Cause Candidatus Phytoplasma asteris formerly referred to as a mycoplasma-like organism. This organism has a wide host range. Some of the 170 plant species that may be affected are: anemone, calendula, chrysanthemum, coreopsis, cosmos, delphinium, daisy, marigold, gladiolus, golden-glow, petunia, phlox, and statice. Many vegetables also are affected including carrot, squash, and tomato. The main vector of this organism is the six-spotted leafhopper. The phytoplasma multiplies in the insect; however, there is a delay of 10 days or more after the insect feeds on a diseased plant before it can infect a healthy specimen.

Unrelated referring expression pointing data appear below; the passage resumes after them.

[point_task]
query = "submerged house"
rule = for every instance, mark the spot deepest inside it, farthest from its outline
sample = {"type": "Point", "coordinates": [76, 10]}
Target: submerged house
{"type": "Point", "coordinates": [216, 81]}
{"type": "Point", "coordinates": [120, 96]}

There is no transmission by seed or through insect eggs. Once in the plant the organism is restricted to the phloem where it can be picked up by other leafhoppers.

Symptoms Vein clearing, yellowing, and distortion of new leaves can occur. Plant is stunted but has stiff, erect appearance and many shoots. Affected plant may not produce flowers; if present, they are usually a greenish-yellow color and leaf-like.

Cultural control

  • Plant more thickly than usual and rogue out affected plants.
  • Shading asters reduces leafhopper feeding and hence disease transmission.
  • Fine mesh nets or screens can be used on greenhouse vents and doors to prevent leafhopper entry.
  • See PNW Insect Management Handbook for more information on leafhopper control.
  • Control weeds in and near plantings.

Reference Lee, I-M., Gundersen-Rindal, D.E., Davis, R.E., Bottner, K.D., Marcone, C., and Seemüller, E. 2004. 'Candidatus Phytoplasma asteris', a novel phytoplasma taxon associated with aster yellows and related diseases. International Journal of Systematic and Evolutionary Microbiology 54:1037-1048.